My dad is a lot like this.  I've found the judicious use of "mmmhmmm" and the ignore function have helped save my sanity and my blood pressure.

I would move the organ to his trailer. Can you get in the door? Maybe you don't have a key (probably you shouldn't have a key if he doesn't have one to your place).

or I'd move it to the shed or something. Or to a storage unit, and hand him the key and stop paying the bill.

Get forceful. Move it out.
Frankly, I'd probably get really pissy and go through the whole house looking for EVERYTHING that was his and not really yours, and I'd drag it ALL over to his trailer, and I'd move it in, even if I had to break through the door to do so.

He wants it? HE can move around it.

And yeah, "mmmmhmmm" is a really useful phrase.

I called the Church twice about the organ.
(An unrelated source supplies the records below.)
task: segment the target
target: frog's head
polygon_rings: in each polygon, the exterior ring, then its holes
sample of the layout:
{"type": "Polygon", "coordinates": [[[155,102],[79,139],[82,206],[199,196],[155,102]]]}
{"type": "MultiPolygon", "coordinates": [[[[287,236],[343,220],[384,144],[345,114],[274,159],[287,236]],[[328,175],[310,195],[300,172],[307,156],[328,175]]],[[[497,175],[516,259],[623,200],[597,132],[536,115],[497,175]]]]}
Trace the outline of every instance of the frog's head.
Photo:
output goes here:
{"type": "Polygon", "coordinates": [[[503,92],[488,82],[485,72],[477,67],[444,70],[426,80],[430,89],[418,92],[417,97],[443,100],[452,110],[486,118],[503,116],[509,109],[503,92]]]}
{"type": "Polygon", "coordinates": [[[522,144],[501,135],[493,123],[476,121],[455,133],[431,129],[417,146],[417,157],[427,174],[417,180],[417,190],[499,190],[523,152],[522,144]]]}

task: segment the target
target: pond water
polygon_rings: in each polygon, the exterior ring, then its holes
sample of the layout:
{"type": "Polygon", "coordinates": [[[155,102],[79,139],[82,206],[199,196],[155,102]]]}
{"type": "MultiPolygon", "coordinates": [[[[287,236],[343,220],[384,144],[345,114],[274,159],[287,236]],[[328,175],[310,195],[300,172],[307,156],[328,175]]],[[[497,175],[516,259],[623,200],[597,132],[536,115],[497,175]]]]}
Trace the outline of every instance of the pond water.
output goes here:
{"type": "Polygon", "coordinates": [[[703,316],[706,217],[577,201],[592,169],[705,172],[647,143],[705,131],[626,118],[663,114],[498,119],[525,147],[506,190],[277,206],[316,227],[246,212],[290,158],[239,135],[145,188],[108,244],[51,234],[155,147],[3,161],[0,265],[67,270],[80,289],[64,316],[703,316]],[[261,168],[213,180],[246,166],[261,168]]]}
Rather than call me back, they called  I think I just need to remind FIL that MIL wouldn't let him replace the carpeting in their house and it was the first thing he did when he got home from the funeral, so I shouldn't have to live with things that I don't want.

No, you need to stop giving a crap whether he AGREES with you. It doesn't matter.

Not the slightest. Stop caring what blah-de-blah comes out of his mouth. Just do what you want in your own home.

And I would bet that if you move all his crap out of your house, you will find yourself FAR better able to MENTALLY let go of this issue.

All that stuff is becoming toxic to you, and to your relationship with your FIL.

Once his stuff is out of your house, you might be able to think of him as "going to his country home" instead of "visiting you." Because it won't be, in any way, HIS house.

I honestly think your relationship with your FIL would benefit from a complete purge of your home.